Water world floated as sustainable refuge

From eVolo’s 2012 competition comes a floating city designed to serve as a refuge for those who survive some unimaginable apocalypse of nature, a final war, or whatever coup the end days might bring.

Called Noah’s Ark, and two points off for lack of originality, this futuristic floating city concept not only addresses the diaspora of species, including man, in the event of a cataclysm, but overcrowding on land, which represents a paltry one-quarter of Earth’ surface. 

Extending living space into the ocean not only relieves the inevitable pressure on resources that occurs when too many humans crowd into too small an area, but promises a golden age of renewable energy use, since both wind power and solar power are abundant and easily captured at sea, and once established can be used to expand the proposed floating cities.

A third form of renewable energy, and one that might top the other two in terms of delivery and ease of use in one of these floating cities, is marine power, in the form of wave power, tidal power or even thermal differentials.
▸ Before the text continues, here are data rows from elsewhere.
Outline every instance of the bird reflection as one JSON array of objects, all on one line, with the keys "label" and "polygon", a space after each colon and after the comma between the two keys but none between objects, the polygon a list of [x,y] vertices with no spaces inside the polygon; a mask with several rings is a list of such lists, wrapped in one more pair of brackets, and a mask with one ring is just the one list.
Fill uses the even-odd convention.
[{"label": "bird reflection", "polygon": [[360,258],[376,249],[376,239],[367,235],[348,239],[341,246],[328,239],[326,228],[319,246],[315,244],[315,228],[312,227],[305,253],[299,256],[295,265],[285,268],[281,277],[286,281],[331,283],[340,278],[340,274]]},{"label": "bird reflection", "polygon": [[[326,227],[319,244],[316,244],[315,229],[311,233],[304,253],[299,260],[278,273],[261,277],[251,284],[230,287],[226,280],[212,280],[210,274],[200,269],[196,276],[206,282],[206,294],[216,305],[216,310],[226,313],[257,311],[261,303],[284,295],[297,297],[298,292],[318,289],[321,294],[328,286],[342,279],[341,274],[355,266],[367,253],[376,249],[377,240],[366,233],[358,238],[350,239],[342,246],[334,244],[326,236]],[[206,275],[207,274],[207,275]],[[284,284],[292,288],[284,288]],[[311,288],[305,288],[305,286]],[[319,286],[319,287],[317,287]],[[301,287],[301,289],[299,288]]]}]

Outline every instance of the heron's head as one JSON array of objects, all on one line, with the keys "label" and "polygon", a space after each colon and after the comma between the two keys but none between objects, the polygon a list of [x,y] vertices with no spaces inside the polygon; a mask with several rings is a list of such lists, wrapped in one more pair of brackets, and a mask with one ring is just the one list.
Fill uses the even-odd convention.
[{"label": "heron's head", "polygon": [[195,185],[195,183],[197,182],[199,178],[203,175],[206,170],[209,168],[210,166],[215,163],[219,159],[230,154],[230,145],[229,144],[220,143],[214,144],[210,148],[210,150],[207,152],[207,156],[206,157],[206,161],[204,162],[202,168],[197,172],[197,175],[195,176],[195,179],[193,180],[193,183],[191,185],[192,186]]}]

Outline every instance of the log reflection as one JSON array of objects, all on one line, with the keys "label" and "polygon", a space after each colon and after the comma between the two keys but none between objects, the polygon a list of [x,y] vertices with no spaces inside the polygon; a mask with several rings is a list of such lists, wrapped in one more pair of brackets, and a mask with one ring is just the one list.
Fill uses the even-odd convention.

In fact, given the power sources that can be extracted from the kinetic energy of moving water, it only makes sense to site these futuristic cities on water, say within the territorial waters limit of about 12 nautical miles (22 kilometers; 14 miles) from the edge of land of a nation.

Based on a concept developed by Aleksandar Joksimovic and Jelena Nikolic of Serbia, these sustainable refuge-type cities are expected to be networked with other Arks, which connect with one another via underwater tunnels, extending the amount of habitable land as more and more species find refuge.

And, though Noah’s Ark won only honorable mention, its concept of an external wall—up to 64 meters (about 210 feet) to damper ocean-going storms like tsunamis or hurricanes is one facet of floating-city lore that seems to make a lot of sense, as is the practice of coating the giant turbines delivering the energy with artificial coral to promote the development of ocean ecosystems.